人工智能作为一种提高神经外科文献对患者可读性的方式。

Artificial intelligence as a modality to enhance the readability of neurosurgical literature for patients.

作者信息

Guerra Gage A, Grove Sophie, Le Jonathan, Hofmann Hayden L, Shah Ishan, Bhagavatula Sweta, Fixman Benjamin, Gomez David, Hopkins Benjamin, Dallas Jonathan, Cacciamani Giovanni, Peterson Racheal, Zada Gabriel

机构信息

Departments of1Neurosurgery and.

2Urology, University of Southern California, Los Angeles, California.

出版信息

J Neurosurg. 2024 Nov 8;142(4):1189-1195. doi: 10.3171/2024.6.JNS24617. Print 2025 Apr 1.

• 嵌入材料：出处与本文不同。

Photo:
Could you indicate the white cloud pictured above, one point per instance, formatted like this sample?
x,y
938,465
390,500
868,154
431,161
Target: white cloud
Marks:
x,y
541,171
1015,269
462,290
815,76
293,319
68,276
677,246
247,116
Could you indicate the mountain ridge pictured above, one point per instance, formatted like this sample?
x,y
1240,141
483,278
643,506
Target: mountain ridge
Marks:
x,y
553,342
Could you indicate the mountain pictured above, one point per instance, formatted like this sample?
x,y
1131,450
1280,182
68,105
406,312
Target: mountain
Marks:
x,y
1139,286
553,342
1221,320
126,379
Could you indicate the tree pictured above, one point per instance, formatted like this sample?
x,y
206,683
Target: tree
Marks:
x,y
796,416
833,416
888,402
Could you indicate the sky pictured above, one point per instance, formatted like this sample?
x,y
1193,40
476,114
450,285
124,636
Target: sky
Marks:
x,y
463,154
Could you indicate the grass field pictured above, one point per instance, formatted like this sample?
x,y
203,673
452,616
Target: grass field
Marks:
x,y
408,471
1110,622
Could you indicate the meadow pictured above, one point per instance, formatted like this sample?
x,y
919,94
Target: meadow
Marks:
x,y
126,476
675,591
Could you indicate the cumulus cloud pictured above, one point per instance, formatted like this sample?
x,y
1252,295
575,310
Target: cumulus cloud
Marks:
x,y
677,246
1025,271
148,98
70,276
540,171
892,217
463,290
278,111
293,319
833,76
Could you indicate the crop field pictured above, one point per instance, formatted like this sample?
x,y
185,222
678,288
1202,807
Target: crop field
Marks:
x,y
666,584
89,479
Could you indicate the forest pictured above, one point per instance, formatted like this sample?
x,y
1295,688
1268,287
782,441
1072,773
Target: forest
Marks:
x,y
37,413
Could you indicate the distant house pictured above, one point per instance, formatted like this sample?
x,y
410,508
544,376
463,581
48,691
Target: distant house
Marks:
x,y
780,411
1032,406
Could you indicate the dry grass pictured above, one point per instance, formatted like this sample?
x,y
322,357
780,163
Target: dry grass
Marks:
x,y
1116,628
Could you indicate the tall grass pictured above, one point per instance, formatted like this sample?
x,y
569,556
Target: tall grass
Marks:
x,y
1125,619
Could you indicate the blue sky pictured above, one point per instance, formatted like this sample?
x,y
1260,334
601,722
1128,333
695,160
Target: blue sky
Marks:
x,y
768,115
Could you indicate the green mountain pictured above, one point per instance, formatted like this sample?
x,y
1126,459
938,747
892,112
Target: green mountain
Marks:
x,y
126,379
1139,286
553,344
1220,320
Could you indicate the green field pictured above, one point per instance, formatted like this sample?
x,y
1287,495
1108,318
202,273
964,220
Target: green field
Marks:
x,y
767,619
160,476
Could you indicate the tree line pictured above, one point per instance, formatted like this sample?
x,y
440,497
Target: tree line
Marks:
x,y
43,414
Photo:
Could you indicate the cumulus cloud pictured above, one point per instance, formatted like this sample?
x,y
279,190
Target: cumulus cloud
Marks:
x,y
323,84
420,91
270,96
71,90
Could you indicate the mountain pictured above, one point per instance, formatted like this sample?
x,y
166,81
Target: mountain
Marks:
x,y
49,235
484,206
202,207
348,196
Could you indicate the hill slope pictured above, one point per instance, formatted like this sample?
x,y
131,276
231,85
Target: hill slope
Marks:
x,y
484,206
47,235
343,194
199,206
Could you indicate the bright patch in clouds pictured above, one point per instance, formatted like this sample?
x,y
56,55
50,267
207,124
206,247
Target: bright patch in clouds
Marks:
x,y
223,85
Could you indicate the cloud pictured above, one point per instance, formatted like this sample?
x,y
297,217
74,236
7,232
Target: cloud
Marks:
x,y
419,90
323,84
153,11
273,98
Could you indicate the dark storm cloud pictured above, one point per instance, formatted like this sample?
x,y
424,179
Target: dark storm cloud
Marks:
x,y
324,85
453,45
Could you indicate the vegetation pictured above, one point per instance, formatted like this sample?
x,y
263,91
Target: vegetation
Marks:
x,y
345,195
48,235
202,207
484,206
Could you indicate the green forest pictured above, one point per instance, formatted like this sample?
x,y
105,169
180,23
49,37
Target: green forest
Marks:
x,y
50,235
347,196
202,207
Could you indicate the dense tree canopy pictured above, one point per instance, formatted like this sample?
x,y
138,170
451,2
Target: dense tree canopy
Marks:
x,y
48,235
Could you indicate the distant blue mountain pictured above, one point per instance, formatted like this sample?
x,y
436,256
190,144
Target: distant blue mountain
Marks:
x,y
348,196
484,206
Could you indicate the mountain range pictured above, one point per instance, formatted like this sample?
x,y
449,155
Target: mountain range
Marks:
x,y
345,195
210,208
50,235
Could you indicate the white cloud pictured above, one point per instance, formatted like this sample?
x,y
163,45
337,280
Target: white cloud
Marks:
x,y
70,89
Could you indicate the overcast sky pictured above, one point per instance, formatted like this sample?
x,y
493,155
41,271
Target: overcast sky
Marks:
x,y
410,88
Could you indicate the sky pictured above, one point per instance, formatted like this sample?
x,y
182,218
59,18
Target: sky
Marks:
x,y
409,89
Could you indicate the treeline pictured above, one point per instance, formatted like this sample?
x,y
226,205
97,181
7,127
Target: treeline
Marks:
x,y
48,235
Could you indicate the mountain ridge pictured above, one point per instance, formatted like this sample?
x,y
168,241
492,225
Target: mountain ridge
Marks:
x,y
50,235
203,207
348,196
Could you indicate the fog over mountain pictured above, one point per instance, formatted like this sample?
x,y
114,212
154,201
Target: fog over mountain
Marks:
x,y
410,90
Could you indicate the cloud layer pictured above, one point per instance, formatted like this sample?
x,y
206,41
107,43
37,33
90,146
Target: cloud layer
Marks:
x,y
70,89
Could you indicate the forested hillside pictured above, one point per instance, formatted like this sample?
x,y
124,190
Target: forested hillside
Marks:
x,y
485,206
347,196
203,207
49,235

DOI:10.3171/2024.6.JNS24617

PMID:39504543

Abstract

OBJECTIVE

In this study the authors assessed the ability of Chat Generative Pretrained Transformer (ChatGPT) 3.5 and ChatGPT4 to generate readable and accurate summaries of published neurosurgical literature.

METHODS

Abstracts published in journal issues released between June 2023 and August 2023 (n = 150) were randomly selected from the top 5 ranked neurosurgical journals according to Google Scholar. ChatGPT models were instructed to generate a readable layperson summary of the original abstract from a statistically validated prompt. Readability results and grade-level indicators (RR-GLIs) scores were calculated for GPT3.5- and GPT4-generated summaries and original abstracts. Two physicians independently rated the accuracy of ChatGPT-generated layperson summaries to assess scientific validity. One-way ANOVA followed by pairwise t-test with Bonferroni correction were performed to compare readability scores. Cohen's kappa was used to assess interrater agreement between the two rater physicians.

RESULTS

Analysis of 150 original abstracts showed a statistically significant difference for all RR-GLIs between the ChatGPT-generated summaries and original abstracts. The readability scores are formatted as follows (original abstract mean, GPT3.5 summary mean, GPT4 summary mean, p value): Flesch-Kincaid reading grade (12.55, 7.80, 7.70, p < 0.0001); Gunning fog score (15.46, 10.00, 9.00, p < 0.0001); Simple Measure of Gobbledygook (SMOG) index (11.30, 7.13, 6.60, p < 0.0001); Coleman-Liau index (14.67, 11.32, 10.26, p < 0.0001); automated readability index (10.87, 8.50, 7.75, p < 0.0001); and Flesch-Kincaid reading ease (33.29, 68.45, 69.55, p < 0.0001). GPT4-generated summaries demonstrated higher RR-GLIs than GPT3.5-generated summaries in the following categories: Gunning fog score (0.0003); SMOG index (0.027); Coleman-Liau index (< 0.0001); sentences (< 0.0001); complex words (< 0.0001); and % complex words (0.0035). A total of 68.4% and 84.2% of GPT3.5- and GPT4-generated summaries, respectively, maintained moderate scientific accuracy according to the two physician-reviewers.

CONCLUSIONS

The findings demonstrate promising potential for application of the ChatGPT in patient education. GPT4 is an accessible tool that can be an immediate solution to enhancing the readability of current neurosurgical literature. Layperson summaries generated by GPT4 would be a valuable addition to a neurosurgical journal and would be likely to improve comprehension for patients using internet resources like PubMed.

摘要

目的

在本研究中，作者评估了聊天生成预训练变换器（ChatGPT）3.5和ChatGPT4生成已发表神经外科文献的可读且准确摘要的能力。

方法

根据谷歌学术排名，从排名前5的神经外科期刊中随机选取2023年6月至2023年8月期间发表的摘要（n = 150）。指导ChatGPT模型根据经过统计验证的提示生成原始摘要的可读性外行人摘要。计算GPT3.5和GPT4生成的摘要以及原始摘要的可读性结果和年级水平指标（RR - GLIs）分数。两名医生独立评估ChatGPT生成的外行人摘要的准确性，以评估科学有效性。进行单因素方差分析，随后进行带有Bonferroni校正的成对t检验以比较可读性分数。使用Cohen's kappa评估两位评分医生之间的评分者间一致性。

结果

对150篇原始摘要的分析表明，ChatGPT生成的摘要与原始摘要之间在所有RR - GLIs上均存在统计学显著差异。可读性分数格式如下（原始摘要均值、GPT3.5摘要均值、GPT4摘要均值、p值）：弗莱施 - 金凯德阅读年级（12.55、7.80、7.70，p < 0.0001）；冈宁迷雾分数（15.46、10.00、9.00，p < 0.0001）；复杂词汇简易衡量指标（SMOG）指数（11.30、7.13、6.60，p < 0.0001）；科尔曼 - 廖指数（14.